They are there, but this has no effect. Client appears as online from the server prospective (I cannot see relevant messages on the sever side, even in debug mode), i.e. server detects the client, however from the client prospective there is no server.

As steps to reproduce, please try to have client switched off for, let’s say 8 hours? Because in reality it was sleep-over-night.

Perhaps you can check if the server can ping the client when this happens? One method is to put the client into client discovery hints. The other is to run wireshark on the client and look if it receives the broadcasts from the server.

It seems that I was able to pin this down. Context:

  • I have FQDN for UrBackup server in LAN
  • Default settings were to connect via that FQDN for all clients
  • In LAN that FQDN resolved in local IP, in internet it was resolved in external IP.
  • My logic was the following: sometimes it takes time for server-client connection via broadcasting, probably enabling internet server on local clients would speed up that process. And it did.

So what happened was:

  • Client/Server connect via broadcast or via internet active connection.
  • Backup starts
  • Client goes to sleep
  • Client wakes up, but now it’s connected via internet connection using FQDN, instead of broadcast group. Or vice versa. For server it’s the same client, however using new channel to continue backups is not possible - it leads to above errors.
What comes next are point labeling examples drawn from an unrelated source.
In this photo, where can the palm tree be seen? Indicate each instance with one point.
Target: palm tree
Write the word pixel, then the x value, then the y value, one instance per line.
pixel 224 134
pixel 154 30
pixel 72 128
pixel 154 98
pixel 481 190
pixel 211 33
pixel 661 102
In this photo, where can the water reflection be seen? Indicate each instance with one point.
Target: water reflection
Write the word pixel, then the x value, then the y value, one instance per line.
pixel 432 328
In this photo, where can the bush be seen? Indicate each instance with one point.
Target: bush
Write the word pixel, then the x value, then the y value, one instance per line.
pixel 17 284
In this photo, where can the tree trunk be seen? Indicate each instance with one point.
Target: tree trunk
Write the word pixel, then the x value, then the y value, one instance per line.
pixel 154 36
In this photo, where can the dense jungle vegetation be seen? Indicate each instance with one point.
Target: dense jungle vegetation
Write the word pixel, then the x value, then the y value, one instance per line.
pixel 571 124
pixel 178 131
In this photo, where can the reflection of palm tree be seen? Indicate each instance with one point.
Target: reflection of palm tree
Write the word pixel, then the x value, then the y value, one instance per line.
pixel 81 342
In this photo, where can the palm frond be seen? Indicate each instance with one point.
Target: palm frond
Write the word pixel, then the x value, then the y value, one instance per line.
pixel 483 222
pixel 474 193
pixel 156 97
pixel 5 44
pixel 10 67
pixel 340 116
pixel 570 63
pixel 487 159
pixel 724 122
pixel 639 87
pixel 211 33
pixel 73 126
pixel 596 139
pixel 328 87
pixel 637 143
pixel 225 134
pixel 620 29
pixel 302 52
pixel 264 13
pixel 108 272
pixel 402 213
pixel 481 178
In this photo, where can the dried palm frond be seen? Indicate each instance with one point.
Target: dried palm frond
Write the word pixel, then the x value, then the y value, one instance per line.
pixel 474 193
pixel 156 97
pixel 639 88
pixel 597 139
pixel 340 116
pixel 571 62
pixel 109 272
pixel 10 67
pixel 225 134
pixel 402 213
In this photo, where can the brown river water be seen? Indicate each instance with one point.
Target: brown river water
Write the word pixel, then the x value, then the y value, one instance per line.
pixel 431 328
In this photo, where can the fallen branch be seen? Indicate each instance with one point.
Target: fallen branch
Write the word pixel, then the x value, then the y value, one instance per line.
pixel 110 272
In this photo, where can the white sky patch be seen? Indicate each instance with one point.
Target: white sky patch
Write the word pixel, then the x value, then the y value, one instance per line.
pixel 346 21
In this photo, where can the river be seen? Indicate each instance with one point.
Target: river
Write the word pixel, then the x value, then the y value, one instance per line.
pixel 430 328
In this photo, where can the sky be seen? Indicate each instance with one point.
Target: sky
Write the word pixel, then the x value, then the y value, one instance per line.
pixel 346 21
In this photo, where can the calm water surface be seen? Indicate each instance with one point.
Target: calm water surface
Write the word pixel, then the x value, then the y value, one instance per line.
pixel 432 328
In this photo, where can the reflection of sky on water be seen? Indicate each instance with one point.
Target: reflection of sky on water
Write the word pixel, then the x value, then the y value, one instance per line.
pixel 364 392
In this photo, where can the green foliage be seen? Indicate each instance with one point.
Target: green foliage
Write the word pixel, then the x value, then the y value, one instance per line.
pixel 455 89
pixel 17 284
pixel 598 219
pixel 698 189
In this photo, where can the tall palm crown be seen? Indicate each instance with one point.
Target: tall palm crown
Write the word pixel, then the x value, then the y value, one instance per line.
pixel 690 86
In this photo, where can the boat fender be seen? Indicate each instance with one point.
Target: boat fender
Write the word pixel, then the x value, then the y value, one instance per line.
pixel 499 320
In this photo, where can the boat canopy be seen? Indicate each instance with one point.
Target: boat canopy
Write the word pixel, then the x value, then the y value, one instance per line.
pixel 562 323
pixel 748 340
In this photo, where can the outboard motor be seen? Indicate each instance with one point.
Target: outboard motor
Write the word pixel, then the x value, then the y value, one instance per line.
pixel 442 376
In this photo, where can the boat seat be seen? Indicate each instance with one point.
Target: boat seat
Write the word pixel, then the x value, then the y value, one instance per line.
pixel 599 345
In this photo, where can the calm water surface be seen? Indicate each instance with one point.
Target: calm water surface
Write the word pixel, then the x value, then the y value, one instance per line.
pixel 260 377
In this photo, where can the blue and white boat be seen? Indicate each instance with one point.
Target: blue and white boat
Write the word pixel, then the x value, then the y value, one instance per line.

I’ve removed active internet connections for local clients and this seems to have fixed the issue so far, i.e. after sleep client successfully continues backup and server is able to reconnect at the last state.

Likely a warning is needed on the client/server side, should such situation occur, i.e. when broadcasted IP and active connection IP is the same.

But probably you have a better idea to resolve this. The issue was floating and drove me nuts, as I was unable to catch it.

Unfortunately issue has returned even after disabling internet mode for local clients.

I’ve made a dump for UDP port 35623 from the client side when issue occurs. PFA PCAP file. I had to change it’s extension as forum doesn’t allow me to attach PCAP file. So, please, change it’s extension to pcap and you should be able to open it with wireshark.

Client in CentOS 7. Same issue is observed for Windows clients as well.

failed_urbackup.txt (19.0 KB)

Restarting the client - fixes the issue.

I hope this would be helpful.